#openvino automatically restart container on Non-zero status code?

1 messages · Page 1 of 1 (latest)

last crater
#

Is there a way to automatically restart ML containers when they error out? I tried adding a try-catch to the main.py but was unsuccessful. The container responds with a 502 to new ML tasks, however the ping endpoint continues to pong.

It seems it slowly eats more and more ram when loading the gpu

Currently the containers hang until manually stopped and started. I have an external script watching it but it would be nice if there was a way I could incorporate it into the container.

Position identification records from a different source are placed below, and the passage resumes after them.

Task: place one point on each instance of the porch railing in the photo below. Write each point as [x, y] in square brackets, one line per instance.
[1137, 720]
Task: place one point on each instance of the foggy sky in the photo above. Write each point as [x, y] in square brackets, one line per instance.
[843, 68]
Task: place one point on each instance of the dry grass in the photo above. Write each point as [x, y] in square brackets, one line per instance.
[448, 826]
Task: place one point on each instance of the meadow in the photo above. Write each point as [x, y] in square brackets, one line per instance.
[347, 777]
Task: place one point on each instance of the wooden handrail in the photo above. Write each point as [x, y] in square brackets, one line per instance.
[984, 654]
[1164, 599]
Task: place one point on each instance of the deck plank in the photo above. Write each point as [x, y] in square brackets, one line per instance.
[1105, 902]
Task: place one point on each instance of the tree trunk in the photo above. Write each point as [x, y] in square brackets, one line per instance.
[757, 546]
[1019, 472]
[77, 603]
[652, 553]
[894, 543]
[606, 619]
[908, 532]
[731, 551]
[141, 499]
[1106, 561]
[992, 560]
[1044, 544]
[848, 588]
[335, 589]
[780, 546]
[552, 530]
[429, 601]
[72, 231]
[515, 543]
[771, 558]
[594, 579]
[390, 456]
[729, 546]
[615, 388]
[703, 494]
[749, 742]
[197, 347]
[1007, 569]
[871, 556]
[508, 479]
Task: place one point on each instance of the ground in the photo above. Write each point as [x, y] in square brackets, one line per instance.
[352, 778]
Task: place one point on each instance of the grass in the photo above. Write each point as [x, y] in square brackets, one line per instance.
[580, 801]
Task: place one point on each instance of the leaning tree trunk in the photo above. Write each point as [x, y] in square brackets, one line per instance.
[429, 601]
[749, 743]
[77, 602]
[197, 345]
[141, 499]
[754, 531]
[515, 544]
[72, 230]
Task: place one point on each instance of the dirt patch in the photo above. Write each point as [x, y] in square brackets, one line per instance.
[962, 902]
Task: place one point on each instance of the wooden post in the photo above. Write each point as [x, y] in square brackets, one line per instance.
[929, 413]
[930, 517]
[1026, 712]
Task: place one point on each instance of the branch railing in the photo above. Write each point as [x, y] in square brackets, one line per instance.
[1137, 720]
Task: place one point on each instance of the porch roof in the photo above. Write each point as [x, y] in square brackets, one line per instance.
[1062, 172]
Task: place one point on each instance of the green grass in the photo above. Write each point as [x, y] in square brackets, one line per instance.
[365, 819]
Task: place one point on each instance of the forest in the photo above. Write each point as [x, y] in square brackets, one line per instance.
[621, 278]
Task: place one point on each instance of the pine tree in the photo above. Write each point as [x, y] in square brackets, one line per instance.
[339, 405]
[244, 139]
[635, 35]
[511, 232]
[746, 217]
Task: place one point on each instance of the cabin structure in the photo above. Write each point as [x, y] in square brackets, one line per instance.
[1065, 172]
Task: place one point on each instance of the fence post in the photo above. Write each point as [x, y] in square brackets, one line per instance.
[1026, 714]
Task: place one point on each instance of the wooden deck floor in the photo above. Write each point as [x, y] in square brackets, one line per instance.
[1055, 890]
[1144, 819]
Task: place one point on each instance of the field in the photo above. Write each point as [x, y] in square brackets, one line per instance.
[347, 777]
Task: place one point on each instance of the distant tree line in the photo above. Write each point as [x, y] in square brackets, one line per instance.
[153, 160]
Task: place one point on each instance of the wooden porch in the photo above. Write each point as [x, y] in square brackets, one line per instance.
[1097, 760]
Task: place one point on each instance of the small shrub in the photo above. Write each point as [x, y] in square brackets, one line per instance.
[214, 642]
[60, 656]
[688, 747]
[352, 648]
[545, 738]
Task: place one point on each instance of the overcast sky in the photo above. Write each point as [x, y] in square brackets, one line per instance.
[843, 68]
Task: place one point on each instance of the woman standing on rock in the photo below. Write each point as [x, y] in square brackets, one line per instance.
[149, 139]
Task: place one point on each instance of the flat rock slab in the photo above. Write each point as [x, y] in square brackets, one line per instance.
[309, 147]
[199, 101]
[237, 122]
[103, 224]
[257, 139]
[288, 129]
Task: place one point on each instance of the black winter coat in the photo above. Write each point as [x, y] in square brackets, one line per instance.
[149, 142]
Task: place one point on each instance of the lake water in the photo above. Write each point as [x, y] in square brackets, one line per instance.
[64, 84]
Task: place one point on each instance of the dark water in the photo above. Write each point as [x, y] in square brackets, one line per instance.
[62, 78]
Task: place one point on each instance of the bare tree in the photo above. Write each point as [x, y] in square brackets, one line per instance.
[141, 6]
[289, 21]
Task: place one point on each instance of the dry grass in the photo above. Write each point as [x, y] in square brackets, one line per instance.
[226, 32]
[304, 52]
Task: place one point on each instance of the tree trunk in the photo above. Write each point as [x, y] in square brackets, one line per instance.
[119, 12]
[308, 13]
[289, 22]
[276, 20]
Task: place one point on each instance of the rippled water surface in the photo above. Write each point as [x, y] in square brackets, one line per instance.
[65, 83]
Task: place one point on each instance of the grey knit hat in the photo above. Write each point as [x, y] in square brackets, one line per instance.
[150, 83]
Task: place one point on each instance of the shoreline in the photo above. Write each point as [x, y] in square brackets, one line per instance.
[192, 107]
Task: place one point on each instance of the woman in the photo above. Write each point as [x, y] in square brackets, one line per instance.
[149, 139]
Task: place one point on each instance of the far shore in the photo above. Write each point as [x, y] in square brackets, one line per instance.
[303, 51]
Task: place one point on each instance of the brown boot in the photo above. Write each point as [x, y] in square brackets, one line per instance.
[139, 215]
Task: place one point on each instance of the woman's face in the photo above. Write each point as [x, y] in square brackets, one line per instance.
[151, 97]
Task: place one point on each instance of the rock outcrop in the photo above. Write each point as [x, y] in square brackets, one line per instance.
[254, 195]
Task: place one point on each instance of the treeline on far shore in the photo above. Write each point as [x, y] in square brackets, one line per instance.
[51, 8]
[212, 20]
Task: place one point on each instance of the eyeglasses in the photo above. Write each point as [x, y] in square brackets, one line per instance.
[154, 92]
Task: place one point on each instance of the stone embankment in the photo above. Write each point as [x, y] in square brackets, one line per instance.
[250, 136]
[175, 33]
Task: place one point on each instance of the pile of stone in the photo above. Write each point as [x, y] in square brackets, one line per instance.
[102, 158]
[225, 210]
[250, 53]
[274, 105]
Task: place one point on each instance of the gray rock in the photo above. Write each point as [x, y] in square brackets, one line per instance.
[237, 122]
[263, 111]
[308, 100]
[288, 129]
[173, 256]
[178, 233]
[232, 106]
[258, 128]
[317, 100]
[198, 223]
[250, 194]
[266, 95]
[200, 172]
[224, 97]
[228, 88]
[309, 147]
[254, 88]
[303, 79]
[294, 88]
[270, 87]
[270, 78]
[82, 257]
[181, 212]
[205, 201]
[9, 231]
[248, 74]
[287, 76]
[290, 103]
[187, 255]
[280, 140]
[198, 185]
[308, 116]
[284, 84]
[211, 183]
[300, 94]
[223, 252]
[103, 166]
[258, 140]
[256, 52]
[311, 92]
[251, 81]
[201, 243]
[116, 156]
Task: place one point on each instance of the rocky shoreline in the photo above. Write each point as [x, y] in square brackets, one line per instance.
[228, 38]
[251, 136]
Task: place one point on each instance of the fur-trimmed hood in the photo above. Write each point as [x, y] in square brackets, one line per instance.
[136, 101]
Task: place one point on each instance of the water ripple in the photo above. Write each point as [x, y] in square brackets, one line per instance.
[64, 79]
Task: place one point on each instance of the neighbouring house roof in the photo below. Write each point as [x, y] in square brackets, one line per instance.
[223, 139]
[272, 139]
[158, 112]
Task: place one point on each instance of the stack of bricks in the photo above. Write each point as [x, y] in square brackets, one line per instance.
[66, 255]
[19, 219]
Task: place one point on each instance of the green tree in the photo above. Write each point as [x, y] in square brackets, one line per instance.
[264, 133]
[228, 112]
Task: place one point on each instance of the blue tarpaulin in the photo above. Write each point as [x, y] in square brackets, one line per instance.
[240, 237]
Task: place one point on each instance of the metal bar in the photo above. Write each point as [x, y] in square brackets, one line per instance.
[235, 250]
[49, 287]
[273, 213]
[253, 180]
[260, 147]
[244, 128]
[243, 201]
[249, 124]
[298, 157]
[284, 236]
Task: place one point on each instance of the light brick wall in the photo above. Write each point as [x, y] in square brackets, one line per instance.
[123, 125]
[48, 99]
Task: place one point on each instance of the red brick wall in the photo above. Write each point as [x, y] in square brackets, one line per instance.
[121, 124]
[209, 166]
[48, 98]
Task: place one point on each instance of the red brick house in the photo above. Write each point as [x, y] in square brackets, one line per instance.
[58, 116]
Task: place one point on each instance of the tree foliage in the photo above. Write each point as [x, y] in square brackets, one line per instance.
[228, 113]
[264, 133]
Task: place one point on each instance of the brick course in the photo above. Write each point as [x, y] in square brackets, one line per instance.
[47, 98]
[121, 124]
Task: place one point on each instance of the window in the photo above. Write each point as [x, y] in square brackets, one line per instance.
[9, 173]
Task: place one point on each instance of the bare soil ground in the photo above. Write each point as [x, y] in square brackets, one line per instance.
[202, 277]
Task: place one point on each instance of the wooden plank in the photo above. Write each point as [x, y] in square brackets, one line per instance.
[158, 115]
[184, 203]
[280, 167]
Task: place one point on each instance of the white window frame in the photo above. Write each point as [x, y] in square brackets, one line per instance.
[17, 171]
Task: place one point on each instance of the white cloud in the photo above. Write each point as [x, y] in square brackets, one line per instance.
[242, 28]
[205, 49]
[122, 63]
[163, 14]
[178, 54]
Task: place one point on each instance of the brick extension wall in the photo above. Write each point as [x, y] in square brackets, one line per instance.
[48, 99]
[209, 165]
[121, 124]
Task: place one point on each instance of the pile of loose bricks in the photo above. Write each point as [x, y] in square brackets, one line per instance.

I don't need a working solution, but providing a direction to know what would need to be modified (if at all possible) would be appreciated

First screenshot was taken at the beginning of typing, the 2nd was taken at the end

trim edgeBOT
#

:wave: Hey @last crater,

Thanks for reaching out to us. Please follow the recommended actions below; this will help us be more effective in our support effort and leave more time for building Immich immich.

References

Checklist

  1. :ballot_box_with_check: I have verified I'm on the latest release(note that mobile app releases may take some time).
  2. :ballot_box_with_check: I have read applicable release notes.
  3. :ballot_box_with_check: I have reviewed the FAQs for known issues.
  4. :ballot_box_with_check: I have reviewed Github for known issues.
  5. :ballot_box_with_check: I have tried accessing Immich via local ip (without a custom reverse proxy).
  6. :ballot_box_with_check: I have uploaded the relevant logs, docker compose, and .env files, making sure to use code formatting.
  7. :blue_square: I have tried an incognito window, disabled extensions, cleared mobile app cache, logged out and back in, different browsers, etc. as applicable

(an item can be marked as "complete" by reacting with the appropriate number)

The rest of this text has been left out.